Sales subsidise council's anti-pollution costs
DEVON county council is having to sell some of its agricultural properties to help pay the £2,500,000 cost of new anti-pollution measures that came into force this year.
Nearly one third of that cost is being spent in North Devon.
The investment will help to establish long-term viability of the council's farm estate.
It's a substantial outlay at a time when the county council has a long queue of people wanting to either enter farming or to further develop their farming skills and enterprise.
The controversial new regulations require farmers to build new high-capacity slurry stores.
They should be big enough to keep farmyard waste for up to five months on holdings within areas considered by the Environment Agency to be Nitrate Vulnerable Zones (NVZ).
The aim is to prevent any run off and to regulate field fertilisation to avoid polluting rivers and streams.
But some farmers and farm leaders believe that the River Taw catchment is wrongly designated as a vulnerable zone.

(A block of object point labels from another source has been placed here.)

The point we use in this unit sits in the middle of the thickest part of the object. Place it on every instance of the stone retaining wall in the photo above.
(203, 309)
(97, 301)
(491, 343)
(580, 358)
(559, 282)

They say the water quality pollution readings in the Taw Estuary are being misinterpreted by the Environment Agency as an effect of nitrogen from agricultural land.
Their argument is that the readings are heavily influenced by the sewage outfall from South West Water's Ashford works.
The council's investment in slurry storage to comply with the new regulations in North Devon is £766,584.
Last year the council decided to keep most of its agricultural estate but to sell some to pay for new investment as well as to supplement council resources.
As a result 100 per cent of capital receipts generated from farm disposals, including farm buildings for redevelopment, are retained by the Estate to meet current and future statutory obligations, for inward investment and, on occasion to buy replacement land and/or farms.
But when land is sold for development, the estate keeps only 16 per cent and the remaining 84 per cent is transferred to the County Council's capital programme.
The property that has been sold generally consists of poorly equipped farmsteads and farmhouses with large maintenance liabilities and in most cases the majority of the land from that holding is being amalgamated to neighbouring holdings.
Despite the cost of complying with the new laws Devon County councillors are confident they can maintain the farms estate at around 10,000 acres.
Those acres are farmed on 80 individual tenancies, many of them starter-farms for new entrants.
Others are described as progressive farm tenancies, and all are limited to a total of 25-year terms.